The closing is a pivotal moment in the history of a business as it marks the formal transfer of a business from one party to the next. Behind every successful closing is months of focus and hard work. Simply stated, a successful closing doesn’t just happen, but is instead the byproduct of extensive negotiations.
One key document to utilize in the closing process is the Purchase and Sales Agreement. There are four key aspects to this document.
- First are the terms of the agreement, which typically cover the price as well as detailed terms on how the business is to be paid. In the Purchase and Sales Agreement, you will find the status of any management that will be staying with the business.
- This document also should contain conditions and covenants which include non-competes as well as agreements on what to do and what not to do moving forward.
- Any good Purchase and Sales Agreement will, of course, include a description of the transaction. In other words, is the transaction a stock or asset sale?
- Finally, the agreement will cover representations and warranties. This is typically negotiated after the Letter of Intent is agreed upon. In short, the warranties will provide that everything is as it has been represented.
Now, let’s look at the four key steps that are a must before the sale of a business can close.
- Topping the list, is that the seller must provide satisfactory evidence that they have the full legal right to act on the behalf of the selling company. Additionally, the seller must show evidence that they have full legal authority to sell the business.
- Secondly, all representations and warranties must be in place. Importantly, this will also include clearly stated remedies that are available to the buyer in the case of a seller’s breach.
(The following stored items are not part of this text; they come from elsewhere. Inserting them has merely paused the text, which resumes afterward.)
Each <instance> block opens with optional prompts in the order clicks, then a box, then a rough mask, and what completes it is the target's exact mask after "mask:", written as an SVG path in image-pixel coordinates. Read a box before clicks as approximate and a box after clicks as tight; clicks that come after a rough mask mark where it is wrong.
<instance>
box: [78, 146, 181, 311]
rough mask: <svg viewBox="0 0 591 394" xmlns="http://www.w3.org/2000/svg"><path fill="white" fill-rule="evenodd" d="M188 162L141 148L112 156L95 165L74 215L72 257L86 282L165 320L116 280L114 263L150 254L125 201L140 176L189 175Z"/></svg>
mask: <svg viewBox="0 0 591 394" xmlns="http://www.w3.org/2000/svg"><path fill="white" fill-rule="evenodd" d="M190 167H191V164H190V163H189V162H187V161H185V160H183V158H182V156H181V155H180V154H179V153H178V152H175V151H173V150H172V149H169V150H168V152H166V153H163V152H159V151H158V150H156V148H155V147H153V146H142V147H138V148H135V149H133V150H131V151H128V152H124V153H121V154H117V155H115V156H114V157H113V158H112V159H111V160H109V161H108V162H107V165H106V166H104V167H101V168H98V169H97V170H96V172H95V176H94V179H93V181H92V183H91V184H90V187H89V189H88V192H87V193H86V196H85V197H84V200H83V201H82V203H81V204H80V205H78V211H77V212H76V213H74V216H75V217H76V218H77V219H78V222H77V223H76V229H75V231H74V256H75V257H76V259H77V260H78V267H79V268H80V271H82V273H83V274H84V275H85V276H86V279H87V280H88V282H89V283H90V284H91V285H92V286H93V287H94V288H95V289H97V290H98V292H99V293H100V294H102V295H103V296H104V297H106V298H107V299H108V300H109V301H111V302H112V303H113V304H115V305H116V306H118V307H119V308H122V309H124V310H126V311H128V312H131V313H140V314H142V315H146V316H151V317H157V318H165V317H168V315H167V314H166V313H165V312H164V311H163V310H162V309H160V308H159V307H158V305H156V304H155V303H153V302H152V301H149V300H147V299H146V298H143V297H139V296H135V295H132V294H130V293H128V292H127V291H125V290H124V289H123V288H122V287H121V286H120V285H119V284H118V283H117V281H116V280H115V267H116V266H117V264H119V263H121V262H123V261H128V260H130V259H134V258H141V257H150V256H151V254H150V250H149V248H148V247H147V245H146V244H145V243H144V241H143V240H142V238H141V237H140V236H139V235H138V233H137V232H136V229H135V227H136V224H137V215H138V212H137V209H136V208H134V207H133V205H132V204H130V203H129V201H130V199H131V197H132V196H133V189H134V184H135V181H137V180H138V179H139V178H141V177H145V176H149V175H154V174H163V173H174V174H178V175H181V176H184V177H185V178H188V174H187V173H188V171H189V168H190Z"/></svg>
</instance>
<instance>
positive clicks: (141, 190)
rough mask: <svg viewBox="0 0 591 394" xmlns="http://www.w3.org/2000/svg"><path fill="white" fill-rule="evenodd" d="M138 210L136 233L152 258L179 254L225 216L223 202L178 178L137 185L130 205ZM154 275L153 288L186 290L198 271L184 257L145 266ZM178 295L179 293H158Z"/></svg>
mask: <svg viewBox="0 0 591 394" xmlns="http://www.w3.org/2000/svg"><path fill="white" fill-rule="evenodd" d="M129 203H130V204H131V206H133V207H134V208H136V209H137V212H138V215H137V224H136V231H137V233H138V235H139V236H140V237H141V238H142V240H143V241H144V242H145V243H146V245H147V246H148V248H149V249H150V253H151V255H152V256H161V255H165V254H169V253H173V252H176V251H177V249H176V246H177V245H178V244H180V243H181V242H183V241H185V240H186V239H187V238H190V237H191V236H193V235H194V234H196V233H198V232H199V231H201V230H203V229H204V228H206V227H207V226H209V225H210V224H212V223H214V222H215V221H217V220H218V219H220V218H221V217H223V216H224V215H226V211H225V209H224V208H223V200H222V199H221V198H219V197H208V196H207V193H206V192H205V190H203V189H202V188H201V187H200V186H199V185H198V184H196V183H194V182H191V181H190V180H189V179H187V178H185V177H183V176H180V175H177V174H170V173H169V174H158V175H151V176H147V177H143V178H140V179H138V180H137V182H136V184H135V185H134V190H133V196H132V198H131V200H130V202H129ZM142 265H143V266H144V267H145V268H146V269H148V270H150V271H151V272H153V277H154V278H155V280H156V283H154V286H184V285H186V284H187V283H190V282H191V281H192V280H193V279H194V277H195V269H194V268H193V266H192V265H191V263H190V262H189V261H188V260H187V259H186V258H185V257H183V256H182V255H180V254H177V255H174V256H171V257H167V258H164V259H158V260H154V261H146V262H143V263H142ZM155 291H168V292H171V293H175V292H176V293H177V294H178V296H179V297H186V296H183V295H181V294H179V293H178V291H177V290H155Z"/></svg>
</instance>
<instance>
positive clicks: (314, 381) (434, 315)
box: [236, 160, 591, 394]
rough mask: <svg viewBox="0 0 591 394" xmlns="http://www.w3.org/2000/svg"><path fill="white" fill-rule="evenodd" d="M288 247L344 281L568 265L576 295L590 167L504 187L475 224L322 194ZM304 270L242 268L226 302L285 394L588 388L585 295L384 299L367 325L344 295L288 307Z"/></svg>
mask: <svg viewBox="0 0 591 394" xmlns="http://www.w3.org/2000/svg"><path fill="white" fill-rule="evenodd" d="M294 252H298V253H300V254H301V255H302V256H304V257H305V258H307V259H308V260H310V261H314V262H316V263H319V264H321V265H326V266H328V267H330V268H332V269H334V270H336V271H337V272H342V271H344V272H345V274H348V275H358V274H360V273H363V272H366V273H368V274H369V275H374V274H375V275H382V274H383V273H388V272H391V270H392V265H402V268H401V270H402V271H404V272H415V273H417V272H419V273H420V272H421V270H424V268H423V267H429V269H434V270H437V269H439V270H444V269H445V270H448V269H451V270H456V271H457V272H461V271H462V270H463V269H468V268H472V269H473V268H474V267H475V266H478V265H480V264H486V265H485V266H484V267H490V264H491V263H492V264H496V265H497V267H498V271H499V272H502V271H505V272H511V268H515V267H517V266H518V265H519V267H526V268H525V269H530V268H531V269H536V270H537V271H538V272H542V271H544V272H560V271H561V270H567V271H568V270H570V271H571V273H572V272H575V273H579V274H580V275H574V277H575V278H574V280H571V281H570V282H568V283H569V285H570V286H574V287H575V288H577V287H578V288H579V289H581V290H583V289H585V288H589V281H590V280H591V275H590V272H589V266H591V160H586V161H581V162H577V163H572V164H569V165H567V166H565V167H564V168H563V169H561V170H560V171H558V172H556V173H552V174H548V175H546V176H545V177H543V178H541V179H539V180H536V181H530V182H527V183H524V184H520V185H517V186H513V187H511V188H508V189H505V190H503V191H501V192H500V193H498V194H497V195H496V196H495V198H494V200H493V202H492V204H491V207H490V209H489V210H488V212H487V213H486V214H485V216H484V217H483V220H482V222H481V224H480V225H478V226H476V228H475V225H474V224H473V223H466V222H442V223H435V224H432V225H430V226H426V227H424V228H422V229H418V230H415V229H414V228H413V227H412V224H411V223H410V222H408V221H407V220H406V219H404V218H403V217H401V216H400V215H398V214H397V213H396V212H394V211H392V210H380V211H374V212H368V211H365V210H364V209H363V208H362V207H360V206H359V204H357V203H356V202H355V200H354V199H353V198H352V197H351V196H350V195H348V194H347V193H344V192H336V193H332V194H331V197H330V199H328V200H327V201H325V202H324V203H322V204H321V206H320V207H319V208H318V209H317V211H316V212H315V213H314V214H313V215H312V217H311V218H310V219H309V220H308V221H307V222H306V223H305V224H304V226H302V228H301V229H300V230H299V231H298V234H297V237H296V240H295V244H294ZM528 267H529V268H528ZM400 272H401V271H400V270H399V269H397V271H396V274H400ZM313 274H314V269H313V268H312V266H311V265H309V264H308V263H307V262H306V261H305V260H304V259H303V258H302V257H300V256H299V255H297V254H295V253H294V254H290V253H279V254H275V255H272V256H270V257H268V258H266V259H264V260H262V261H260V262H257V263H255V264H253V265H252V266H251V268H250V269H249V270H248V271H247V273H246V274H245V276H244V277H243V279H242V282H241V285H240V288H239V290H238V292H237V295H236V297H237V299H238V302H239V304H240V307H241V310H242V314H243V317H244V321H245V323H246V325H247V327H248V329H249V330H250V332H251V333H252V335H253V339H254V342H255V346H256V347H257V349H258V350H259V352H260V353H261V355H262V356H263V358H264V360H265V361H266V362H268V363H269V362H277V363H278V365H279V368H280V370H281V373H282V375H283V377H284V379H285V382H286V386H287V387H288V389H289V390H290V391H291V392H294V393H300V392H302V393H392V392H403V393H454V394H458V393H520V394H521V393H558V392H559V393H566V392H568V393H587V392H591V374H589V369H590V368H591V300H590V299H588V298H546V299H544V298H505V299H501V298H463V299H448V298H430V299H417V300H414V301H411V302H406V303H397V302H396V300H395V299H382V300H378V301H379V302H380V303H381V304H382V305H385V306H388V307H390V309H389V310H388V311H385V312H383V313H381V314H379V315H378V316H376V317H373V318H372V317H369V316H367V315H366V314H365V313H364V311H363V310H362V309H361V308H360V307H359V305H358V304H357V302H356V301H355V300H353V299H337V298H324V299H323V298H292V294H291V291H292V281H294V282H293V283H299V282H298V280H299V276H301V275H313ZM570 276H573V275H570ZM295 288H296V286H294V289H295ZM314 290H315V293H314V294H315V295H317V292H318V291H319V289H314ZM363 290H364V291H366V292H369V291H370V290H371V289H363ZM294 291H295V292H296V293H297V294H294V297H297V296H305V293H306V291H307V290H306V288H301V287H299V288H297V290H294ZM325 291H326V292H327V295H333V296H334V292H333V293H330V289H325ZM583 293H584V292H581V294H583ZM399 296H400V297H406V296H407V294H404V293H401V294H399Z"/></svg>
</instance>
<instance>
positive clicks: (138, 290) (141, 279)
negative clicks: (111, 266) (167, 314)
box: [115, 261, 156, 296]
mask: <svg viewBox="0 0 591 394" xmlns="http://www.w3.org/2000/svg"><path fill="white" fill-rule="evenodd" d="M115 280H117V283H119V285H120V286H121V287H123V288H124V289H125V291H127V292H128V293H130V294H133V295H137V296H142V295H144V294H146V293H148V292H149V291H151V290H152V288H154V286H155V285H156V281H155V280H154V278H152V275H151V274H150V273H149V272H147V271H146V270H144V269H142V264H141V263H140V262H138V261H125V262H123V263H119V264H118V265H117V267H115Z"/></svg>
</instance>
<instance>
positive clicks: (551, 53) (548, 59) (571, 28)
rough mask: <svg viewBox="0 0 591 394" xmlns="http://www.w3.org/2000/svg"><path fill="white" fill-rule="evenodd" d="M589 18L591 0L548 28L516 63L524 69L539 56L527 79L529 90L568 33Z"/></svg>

- Third, the buyer’s representative should have completed the due diligence process. A key part of the due diligence process is that any claims and representations made by the seller have been clearly substantiated and addressed.
- Last, but certainly not least, necessary financing should have been secured. A critical part of the process is that all of the proper paperwork, as well as the appropriate liens, should be in place, as no funds can be released until these conditions have been met.
It is also important to note that there are two significant elements of closing that will take place simultaneously.
- The first is the corporate closing which is the actual transfer of the corporate stock or assets. This step is based on the provisions set forth in the Purchase and Sales Agreement. All the paperwork that was carefully laid out in the Purchase and Sales Agreement has been completed.
- The second major element is the financial closing. In the financial closing all the paperwork, as well as the legal documents needed to provide funding have successfully been executed.
While there is no doubt that closing is a joyous time, it is also vital to remember that the period leading up to closing is the time to have a laser-like focus. This is the most important time to avoid mistakes. Working with a business broker or M&A advisor can dramatically reduce your chances of experiencing mistakes during the all-important closing process.